Control Memory Management Policies on a Node

FEATURE STATE: Kubernetes v1.32 [stable](enabled by default)

The Kubernetes Memory Manager enables the feature of guaranteed memory (and hugepages) allocation for pods in the Guaranteed QoS class.

The Memory Manager employs a hint generation protocol to yield the most suitable NUMA affinity for a pod. The Memory Manager feeds the central manager (Topology Manager) with these affinity hints. Based on both the hints and Topology Manager policy, the pod is rejected or admitted to the node.

Moreover, the Memory Manager ensures that the memory which a pod requests is allocated from a minimum number of NUMA nodes.

For background about memory resources for Pods, read Assign Memory Resources to Containers and Pods.

Before you begin

You need to have a Kubernetes cluster, and the kubectl command-line tool must be configured to communicate with your cluster. It is recommended to run this tutorial on a cluster with at least two nodes that are not acting as control plane hosts. If you do not already have a cluster, you can create one by using minikube or you can use one of these Kubernetes playgrounds:

Your Kubernetes server must be at or later than version v1.32.
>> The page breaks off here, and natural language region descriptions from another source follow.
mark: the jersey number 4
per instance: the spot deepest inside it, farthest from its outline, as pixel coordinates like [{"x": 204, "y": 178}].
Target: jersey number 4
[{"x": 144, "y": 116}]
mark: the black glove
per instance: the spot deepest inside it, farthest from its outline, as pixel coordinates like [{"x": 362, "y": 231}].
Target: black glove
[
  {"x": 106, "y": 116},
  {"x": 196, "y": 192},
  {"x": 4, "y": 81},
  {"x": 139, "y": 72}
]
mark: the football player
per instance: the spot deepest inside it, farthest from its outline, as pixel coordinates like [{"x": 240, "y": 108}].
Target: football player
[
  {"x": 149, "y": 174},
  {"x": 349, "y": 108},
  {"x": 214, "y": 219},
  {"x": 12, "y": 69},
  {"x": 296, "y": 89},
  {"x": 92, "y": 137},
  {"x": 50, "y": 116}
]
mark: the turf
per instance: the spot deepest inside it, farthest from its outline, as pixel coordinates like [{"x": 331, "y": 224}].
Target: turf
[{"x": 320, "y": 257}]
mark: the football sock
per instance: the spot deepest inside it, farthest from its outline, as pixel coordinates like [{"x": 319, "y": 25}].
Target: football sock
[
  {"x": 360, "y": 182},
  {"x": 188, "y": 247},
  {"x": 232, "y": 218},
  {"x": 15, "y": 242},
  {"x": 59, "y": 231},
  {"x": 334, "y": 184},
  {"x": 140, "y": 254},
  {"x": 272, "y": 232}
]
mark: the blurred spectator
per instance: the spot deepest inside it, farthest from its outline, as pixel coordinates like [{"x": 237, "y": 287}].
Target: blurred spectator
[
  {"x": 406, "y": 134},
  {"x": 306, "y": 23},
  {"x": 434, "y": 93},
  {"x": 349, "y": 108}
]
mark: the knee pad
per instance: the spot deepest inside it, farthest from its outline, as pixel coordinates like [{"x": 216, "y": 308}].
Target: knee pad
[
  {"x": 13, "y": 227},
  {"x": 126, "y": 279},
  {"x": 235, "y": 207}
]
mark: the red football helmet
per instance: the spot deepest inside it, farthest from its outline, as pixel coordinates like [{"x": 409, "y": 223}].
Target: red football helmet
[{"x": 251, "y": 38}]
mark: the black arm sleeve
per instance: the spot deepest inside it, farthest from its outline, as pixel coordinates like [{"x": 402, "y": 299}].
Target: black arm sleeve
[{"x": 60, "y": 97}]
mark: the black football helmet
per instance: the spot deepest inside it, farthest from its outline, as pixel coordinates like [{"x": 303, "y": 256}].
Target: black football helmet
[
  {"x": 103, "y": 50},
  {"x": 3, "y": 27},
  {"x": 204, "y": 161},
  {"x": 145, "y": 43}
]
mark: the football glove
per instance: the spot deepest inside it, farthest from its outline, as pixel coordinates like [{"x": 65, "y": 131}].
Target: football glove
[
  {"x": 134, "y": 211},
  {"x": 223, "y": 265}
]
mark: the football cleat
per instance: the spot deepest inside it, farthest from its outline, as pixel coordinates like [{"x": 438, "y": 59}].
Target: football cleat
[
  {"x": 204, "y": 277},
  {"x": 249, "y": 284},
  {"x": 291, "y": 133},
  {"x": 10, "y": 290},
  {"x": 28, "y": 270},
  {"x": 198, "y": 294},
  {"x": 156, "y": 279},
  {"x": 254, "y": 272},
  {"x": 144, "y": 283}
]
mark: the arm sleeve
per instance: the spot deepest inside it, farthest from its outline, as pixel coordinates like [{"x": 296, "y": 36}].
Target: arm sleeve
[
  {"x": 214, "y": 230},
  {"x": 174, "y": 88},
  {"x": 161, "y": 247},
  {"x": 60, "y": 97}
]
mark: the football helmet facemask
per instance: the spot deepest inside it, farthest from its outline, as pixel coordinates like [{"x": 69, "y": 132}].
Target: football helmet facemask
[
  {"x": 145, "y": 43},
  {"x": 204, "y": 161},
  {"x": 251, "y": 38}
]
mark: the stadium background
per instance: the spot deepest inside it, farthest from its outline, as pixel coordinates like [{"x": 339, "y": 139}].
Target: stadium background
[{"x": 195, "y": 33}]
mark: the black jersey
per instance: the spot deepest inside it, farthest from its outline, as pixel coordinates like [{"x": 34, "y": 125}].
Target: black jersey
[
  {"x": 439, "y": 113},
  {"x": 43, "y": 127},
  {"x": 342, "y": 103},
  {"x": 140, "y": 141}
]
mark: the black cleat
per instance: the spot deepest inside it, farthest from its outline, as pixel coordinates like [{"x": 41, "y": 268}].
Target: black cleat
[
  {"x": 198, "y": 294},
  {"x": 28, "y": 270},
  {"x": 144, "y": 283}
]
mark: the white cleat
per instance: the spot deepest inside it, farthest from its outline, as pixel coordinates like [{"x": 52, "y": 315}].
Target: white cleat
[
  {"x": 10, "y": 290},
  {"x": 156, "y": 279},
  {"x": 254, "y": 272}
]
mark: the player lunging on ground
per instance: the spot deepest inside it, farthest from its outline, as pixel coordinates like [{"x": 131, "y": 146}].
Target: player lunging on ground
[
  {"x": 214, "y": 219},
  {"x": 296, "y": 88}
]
To check the version, enter kubectl version.

If you are running an older version of Kubernetes, check the documentation for the version of Kubernetes you are running.

Resource alignment prerequisites

To align memory resources with other requested resources in a Pod spec:

Windows support

FEATURE STATE: Kubernetes v1.32 [alpha](disabled by default)
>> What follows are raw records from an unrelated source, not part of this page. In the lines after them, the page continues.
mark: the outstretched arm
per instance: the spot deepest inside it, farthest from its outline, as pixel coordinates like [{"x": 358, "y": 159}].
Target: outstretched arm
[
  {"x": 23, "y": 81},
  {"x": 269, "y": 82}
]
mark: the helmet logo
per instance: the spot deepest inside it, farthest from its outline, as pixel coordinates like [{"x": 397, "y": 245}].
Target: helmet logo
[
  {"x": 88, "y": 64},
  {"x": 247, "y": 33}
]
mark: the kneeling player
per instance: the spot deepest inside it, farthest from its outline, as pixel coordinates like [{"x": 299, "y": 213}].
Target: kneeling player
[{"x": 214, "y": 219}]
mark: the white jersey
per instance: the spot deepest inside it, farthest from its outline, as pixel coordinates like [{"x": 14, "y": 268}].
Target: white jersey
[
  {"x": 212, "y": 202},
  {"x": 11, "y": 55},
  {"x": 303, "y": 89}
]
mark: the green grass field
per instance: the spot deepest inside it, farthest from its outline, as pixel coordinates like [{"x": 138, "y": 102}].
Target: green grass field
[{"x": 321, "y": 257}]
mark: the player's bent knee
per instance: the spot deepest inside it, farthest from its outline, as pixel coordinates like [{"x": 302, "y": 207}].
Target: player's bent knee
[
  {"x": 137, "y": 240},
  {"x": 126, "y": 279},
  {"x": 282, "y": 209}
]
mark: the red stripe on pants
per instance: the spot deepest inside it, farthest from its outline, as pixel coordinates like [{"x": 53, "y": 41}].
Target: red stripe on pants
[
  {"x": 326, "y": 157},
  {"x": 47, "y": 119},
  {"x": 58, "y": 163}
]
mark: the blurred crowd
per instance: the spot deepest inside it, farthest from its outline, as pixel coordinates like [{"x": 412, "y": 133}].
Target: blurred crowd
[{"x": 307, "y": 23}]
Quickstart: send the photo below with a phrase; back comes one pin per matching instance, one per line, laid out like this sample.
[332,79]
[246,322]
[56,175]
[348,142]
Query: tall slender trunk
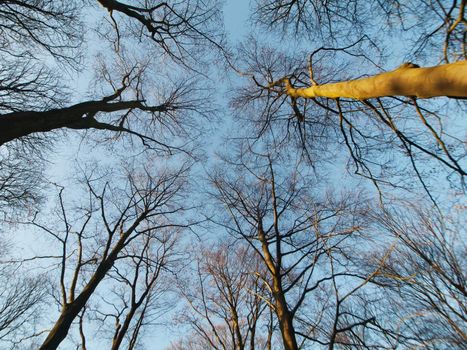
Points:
[284,315]
[407,80]
[71,310]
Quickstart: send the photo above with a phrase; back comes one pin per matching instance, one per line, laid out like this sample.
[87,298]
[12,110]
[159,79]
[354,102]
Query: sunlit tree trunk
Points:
[284,315]
[407,80]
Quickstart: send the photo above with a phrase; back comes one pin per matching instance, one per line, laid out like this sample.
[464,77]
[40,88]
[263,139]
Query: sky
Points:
[62,164]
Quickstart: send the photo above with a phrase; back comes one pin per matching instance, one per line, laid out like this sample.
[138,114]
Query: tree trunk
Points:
[79,116]
[407,80]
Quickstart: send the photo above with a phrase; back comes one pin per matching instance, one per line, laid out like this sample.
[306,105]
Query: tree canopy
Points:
[168,181]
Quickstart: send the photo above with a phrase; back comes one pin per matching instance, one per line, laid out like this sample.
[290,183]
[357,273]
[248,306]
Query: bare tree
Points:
[425,275]
[306,246]
[95,236]
[137,288]
[225,296]
[22,300]
[387,122]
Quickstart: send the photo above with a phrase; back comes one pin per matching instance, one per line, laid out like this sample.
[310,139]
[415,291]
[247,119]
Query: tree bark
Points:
[408,80]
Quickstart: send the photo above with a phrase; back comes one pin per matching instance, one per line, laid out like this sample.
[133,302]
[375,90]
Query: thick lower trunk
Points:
[71,310]
[407,80]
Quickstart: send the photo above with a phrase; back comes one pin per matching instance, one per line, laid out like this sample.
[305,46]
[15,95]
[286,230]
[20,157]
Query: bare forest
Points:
[233,175]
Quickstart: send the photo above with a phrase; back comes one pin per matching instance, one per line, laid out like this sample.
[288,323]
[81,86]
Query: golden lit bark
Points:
[407,80]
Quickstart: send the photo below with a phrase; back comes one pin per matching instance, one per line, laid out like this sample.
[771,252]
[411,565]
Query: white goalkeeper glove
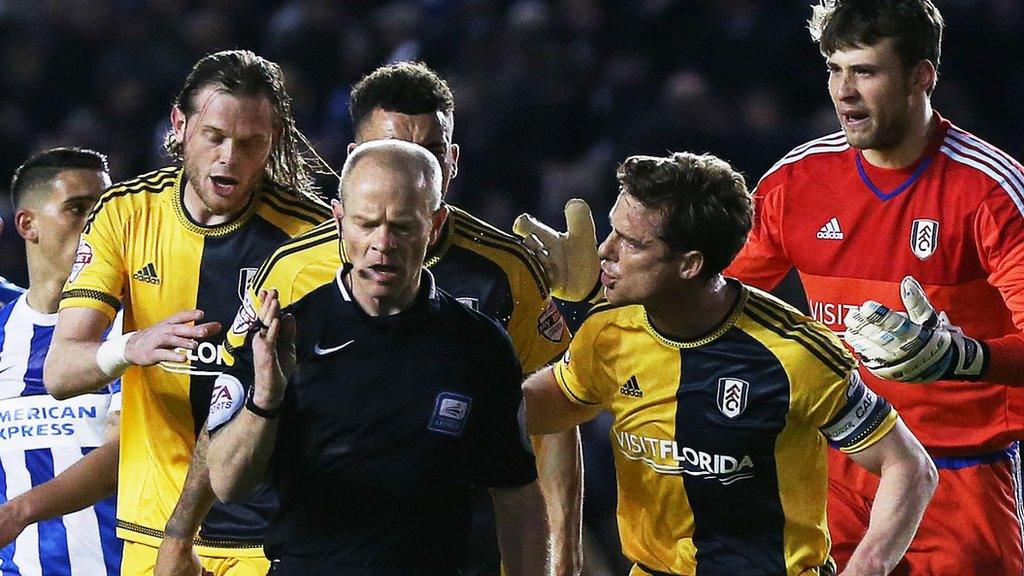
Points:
[919,345]
[568,257]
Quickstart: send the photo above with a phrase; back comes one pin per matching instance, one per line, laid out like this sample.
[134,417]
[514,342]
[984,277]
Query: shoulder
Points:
[516,261]
[291,211]
[786,331]
[301,264]
[808,153]
[128,196]
[8,291]
[973,157]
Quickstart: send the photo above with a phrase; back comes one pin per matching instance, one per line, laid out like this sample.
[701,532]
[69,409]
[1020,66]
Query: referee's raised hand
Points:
[165,340]
[273,352]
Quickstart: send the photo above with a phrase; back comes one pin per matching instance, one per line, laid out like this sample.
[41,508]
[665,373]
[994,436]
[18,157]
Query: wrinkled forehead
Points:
[217,107]
[631,216]
[382,182]
[424,129]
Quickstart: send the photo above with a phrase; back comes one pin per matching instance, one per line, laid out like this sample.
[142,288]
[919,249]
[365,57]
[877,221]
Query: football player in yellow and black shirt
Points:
[723,397]
[483,268]
[176,248]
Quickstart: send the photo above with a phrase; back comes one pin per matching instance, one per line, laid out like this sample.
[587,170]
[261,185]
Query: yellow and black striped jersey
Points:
[483,268]
[720,444]
[141,248]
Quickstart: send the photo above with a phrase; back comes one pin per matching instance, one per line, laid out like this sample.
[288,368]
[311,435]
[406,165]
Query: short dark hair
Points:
[705,201]
[44,166]
[243,73]
[914,25]
[406,87]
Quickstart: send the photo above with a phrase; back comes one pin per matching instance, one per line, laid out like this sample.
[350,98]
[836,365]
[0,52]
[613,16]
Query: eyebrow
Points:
[81,198]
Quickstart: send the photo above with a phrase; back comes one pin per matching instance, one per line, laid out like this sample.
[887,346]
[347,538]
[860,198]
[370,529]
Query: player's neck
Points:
[45,283]
[202,214]
[911,147]
[693,312]
[381,306]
Windows support can be enabled via the WindowsCPUAndMemoryAffinity feature gate and it requires support in the container runtime.
Only the None and BestEffort policies are supported on Windows.

How does the Memory Manager operate?

For Linux nodes, the Memory Manager offers the guaranteed memory (and hugepages) allocation for Pods in Guaranteed QoS class. To immediately put the Memory Manager into operation follow the guidelines in the section Memory Manager configuration, and subsequently, prepare and deploy a Guaranteed Pod as illustrated in the section Placing a Pod in the Guaranteed QoS class.

The Memory Manager is a hint provider, and it provides topology hints for the Topology Manager which then aligns the requested resources according to these topology hints. On Linux, it also enforces cgroups (specifically, cpuset.mems) for Pods. The complete flow diagram concerning pod admission and deployment process is illustrated below:

Memory Manager in the pod admission and deployment process

During this process, the Memory Manager updates its internal counters stored in [Node Map and Memory Maps][2] to manage guaranteed memory allocation.

The memory manager activates during kubelet startup if a node administrator configures reservedMemory for the kubelet (section Reserved memory configuration). In this case, the kubelet updates its node map to reflect this reservation.

When the Static policy is configured, you must configure reserved memory for the node (for example, with the reservedMemory configuration field in the kubelet configuration).

An important topic in the context of Memory Manager operation is the management of NUMA groups. Each time pod's memory request is in excess of single NUMA node capacity, the Memory Manager attempts to create a group that comprises several NUMA nodes and that features extended memory capacity.

Memory Manager configuration

Other Managers should already be configured (see resource alignment prerequisites. Set the memoryManagerPolicy configuration field within the kubelet configuration, to the name of your chosen policy.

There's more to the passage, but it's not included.